When it's appropriate:
- A small number of large nodes with massive, culturally or institutionally specific datasets
- National/institutional sovereignty is a first-order constraint
- Nodes have heterogeneous hardware, data distributions, and governance requirements
- The goal is both frontier capability and cultural alignment
- Participants want shared ownership of the result
The consortium training loop:
Key techniques: DiLoCo-class outer optimization (the weight delta aggregation step is effectively the outer optimizer), continued pretraining, post-training cultural alignment
This is what Tapestry uses.
| Centralized Training | Federated Learning | Consortium Training | |
|---|---|---|---|
| Participants | One organization, one cluster | Many clients (phones, hospitals, edge) | Dozens of large institutional nodes |
| Data per node | All data centralized | Small (one user's or site's data) | Massive (national/institutional corpora) |
| Sovereignty motive | N/A — one owner | Individual / site-level data protection | National/institutional sovereignty + cultural alignment |
| What crosses the network | N/A — internal interconnect | Gradients, weight updates, or deltas (varies by method) | Weight deltas (aggregated over many steps) |
| Communication | Every step; fast interconnect | Varies: frequent (FedAvg) to infrequent (DiLoCo) | Infrequent; WAN-tolerant |
| Model scale | Frontier | Typically small to medium | Frontier |
| Governance | Single owner decides all | Aggregator-driven; clients have no architectural voice | Consortium with shared ownership and governance rights |
| Each node's outcome | N/A — one model | Same global model (or personalized variant in PFL) | Sovereign model: shared base + community-specific alignment |
Consortium training borrows techniques from the federated learning literature — including DiLoCo (infrequent sync) and ideas from Personalized Federated Learning (per-node model variants).

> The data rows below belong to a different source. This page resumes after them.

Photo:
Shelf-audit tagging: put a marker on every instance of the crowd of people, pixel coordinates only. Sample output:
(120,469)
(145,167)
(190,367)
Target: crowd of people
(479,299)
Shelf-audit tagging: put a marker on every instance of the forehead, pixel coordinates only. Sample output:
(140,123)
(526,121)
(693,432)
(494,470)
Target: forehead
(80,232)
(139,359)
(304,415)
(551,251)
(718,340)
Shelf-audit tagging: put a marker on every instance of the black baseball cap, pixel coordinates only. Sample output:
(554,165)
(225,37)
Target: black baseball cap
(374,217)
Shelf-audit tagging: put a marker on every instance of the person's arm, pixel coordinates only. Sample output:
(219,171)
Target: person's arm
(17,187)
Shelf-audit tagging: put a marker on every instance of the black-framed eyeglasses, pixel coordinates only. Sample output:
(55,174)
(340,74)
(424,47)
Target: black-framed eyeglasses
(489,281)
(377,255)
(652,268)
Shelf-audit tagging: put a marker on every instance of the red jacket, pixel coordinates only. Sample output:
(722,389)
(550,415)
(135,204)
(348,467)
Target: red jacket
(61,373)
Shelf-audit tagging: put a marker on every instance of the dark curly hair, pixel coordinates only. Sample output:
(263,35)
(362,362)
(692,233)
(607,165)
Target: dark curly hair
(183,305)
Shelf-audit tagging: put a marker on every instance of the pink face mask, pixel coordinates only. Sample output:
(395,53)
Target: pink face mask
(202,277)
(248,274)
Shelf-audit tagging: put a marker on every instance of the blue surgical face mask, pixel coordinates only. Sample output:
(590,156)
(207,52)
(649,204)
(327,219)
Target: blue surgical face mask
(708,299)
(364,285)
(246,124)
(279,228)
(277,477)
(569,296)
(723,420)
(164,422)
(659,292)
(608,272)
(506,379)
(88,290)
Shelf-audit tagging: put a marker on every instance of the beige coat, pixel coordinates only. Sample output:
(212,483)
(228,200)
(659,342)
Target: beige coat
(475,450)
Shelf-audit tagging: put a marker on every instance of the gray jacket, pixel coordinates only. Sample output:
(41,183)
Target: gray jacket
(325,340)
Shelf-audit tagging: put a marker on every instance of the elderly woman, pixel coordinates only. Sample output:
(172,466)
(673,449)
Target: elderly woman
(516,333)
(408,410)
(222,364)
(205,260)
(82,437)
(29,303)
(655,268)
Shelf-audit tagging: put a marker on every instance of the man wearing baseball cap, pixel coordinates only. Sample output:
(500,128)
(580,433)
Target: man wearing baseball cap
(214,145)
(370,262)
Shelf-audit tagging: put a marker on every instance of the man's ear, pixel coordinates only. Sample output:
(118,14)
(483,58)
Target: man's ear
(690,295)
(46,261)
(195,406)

The distinction is not technical novelty in the optimization algorithm but in the context: who participates, at what scale, with what governance, and toward what goal.
| Document | Role |
|---|---|
| TAP-002: Consortium training model | Names the paradigm and contrasts it with federated and centralized training. |
| TAP-004: The consortium training loop | Defines the four-step loop (base → CPT → deltas → integrate). |
Centralized training — no single foundational paper; standard practice across OpenAI (GPT-4), Anthropic (Claude), Meta (Llama), Google (Gemini).
Federated learning:
- McMahan et al. "Communication-Efficient Learning of Deep Networks from Decentralized Data." AISTATS 2017. — foundational FedAvg paper.
- Tan et al. "Towards Personalized Federated Learning." IEEE Trans. Neural Networks, 2023. — survey of Personalized FL approaches.
DiLoCo (infrequent-sync distributed training):
- Douillard et al. "DiLoCo: Distributed Low-Communication Training of Language Models." arXiv:2311.08105, 2023. — the method Tapestry's weight-delta communication builds on.
- Jaghouar et al. "OpenDiLoCo: An Open-Source Framework for Globally Distributed Low-Communication Training." arXiv:2407.07852, 2024. — open-source implementation, cross-continent validation.
- "Communication-Efficient Language Model Training Scales Reliably and Robustly: Scaling Laws for DiLoCo." arXiv:2503.09799, 2025. — scaling behavior at larger model sizes.
Gradient privacy:
- Zhu et al. "Deep Leakage from Gradients." NeurIPS 2019. — demonstrates training data reconstruction from per-step gradients.
- Geiping et al. "Inverting Gradients: How easy is it to break privacy in federated learning?" NeurIPS 2020. — improved gradient inversion attacks.